For the final post in Raising Good Students, I wanted to address the all-too-common problem of student/teacher conflict. The reality is sometimes students have personality conflicts with teachers. The reality is some teachers are not good teachers. While I believe these are the exceptions to the rule, your child will still most likely encounter one of these situations at some point during school and how the parent addresses it with the child sets the tone for future learning.
When our children are treated unfairly, our “mother bear” instincts come out making us want to attack. It’s easy for us to help children play the victim role by telling them how unfairly they are being treated and criticize the teacher in discussions with our children. By doing this, I believe we, as parents, are missing a valuable opportunity to teach our children lessons about life.

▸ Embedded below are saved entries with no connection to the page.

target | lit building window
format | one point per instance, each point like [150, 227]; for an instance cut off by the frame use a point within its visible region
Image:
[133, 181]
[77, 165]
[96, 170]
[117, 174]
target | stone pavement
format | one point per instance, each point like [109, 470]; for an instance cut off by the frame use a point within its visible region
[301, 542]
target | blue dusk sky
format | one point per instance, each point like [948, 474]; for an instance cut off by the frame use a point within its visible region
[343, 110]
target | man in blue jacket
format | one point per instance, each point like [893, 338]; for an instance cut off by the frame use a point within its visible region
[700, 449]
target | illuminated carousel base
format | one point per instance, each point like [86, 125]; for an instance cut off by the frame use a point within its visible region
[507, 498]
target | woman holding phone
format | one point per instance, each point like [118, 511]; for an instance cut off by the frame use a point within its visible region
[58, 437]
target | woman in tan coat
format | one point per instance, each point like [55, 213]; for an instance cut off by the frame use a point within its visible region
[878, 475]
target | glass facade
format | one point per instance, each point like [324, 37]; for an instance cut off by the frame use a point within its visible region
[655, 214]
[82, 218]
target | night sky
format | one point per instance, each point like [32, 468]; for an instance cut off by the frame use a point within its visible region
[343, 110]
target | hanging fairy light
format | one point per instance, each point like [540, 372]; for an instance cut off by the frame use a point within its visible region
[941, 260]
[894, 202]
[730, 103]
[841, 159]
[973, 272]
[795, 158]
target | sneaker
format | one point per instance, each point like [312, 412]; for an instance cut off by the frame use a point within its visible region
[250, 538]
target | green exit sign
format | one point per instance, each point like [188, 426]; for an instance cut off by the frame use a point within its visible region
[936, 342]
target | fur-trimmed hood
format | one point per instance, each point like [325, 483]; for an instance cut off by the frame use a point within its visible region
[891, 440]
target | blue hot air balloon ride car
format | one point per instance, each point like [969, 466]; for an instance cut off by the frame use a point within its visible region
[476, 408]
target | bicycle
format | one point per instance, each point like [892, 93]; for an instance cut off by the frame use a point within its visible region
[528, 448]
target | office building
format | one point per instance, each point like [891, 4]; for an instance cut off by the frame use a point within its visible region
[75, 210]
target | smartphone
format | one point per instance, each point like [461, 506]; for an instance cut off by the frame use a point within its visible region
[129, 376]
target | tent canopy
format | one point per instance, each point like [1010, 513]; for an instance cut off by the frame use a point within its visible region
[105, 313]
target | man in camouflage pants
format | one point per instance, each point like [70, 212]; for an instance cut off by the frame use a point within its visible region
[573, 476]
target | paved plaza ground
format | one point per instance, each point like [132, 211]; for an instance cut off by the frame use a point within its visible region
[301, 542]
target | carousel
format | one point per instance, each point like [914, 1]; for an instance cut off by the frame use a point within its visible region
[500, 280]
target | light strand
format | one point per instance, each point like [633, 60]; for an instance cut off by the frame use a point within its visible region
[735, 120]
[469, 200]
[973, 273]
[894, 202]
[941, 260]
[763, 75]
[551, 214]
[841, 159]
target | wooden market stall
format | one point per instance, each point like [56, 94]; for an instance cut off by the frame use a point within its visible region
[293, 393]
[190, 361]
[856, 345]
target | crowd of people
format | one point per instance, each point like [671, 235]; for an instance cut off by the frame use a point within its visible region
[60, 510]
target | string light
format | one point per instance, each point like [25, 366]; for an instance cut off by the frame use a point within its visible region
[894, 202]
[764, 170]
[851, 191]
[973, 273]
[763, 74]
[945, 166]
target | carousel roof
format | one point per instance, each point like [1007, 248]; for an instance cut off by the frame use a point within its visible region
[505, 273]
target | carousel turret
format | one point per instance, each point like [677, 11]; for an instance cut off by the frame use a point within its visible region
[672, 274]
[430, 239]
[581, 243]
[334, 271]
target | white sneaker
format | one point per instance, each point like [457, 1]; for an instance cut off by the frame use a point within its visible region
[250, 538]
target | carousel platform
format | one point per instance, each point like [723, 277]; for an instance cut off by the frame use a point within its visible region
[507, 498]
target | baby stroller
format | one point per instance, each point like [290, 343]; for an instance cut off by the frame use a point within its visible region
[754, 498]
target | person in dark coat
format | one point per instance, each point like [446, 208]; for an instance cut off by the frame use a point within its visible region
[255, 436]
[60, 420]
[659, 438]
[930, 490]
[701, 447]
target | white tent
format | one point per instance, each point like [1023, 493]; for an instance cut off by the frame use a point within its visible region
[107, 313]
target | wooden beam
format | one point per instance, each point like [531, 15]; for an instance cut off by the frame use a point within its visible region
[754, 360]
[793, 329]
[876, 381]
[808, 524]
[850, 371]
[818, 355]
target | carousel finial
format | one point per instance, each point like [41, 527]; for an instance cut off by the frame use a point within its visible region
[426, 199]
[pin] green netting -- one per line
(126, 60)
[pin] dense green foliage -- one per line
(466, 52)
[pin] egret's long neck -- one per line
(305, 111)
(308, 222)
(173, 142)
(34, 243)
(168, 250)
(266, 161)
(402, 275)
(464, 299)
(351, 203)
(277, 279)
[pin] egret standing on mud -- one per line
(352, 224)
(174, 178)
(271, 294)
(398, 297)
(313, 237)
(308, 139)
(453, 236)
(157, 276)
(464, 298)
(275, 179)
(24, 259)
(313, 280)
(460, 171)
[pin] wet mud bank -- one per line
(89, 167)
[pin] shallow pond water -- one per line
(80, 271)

Instead of being negative, I would encourage your child to learn how to make the best out of a difficult situation. Students will have to learn how to deal with difficult professors and bosses, and the seeds of how to do this are planted in school. I’m not saying that as a parent you should ignore situations which need to be dealt with but be careful about how you discuss it with your child. Comments such as “let’s try to put ourselves in the teacher’s shoes” or “what can you learn from this” are so much more beneficial to a child than saying “she is so unfair” or “I can’t believe he would count off for that.”
A friend of mine relayed a story to me of her student who is struggling with a teacher. This parent has contacted the teacher and administration about some issues; however, when discussing with her child, she is telling the child things she can do to make the most of a not-great situation. She is teaching her child how to be proactive, work with the teacher, and not be a victim. This has not been easy, but I believe she is ultimately preparing her child for life. She is praising her child for hanging in there and doing her best when circumstances are not great.
The other thing my friend has done that is great is to encourage her elementary school child to speak directly to the teacher about issues. I have sat in many conferences about issues that I had no idea were even issues because the student never addressed it with me. How are students supposed to learn how to resolve issues if we as parents are so quick to resolve them? My children knew not to ask me to speak to a teacher if they had not tried to resolve the issue first.
Another thought I have, since I also see things from a teacher’s point of view, is that sometimes the story that makes it home may not be reality. While I don’t want to say that your child is not telling the truth, I have heard things that I’ve “said” which I’ve never said. So I would also encourage parents to make sure you know the full story before drawing conclusion. Miscommunication or failure to have all of the facts are often the root of many problems.
How can you encourage your child when he or she does not get along with a teacher?
Nice post! This is definitely a good opportunity for kids to learn how to deal with conflict–helps to teach assertiveness and not agressive behavior. BTW, how did you get my third-grade teacher’s picture. 🙂
Yes, I searched long and hard for her, but the stories she had to share about you were well worth it!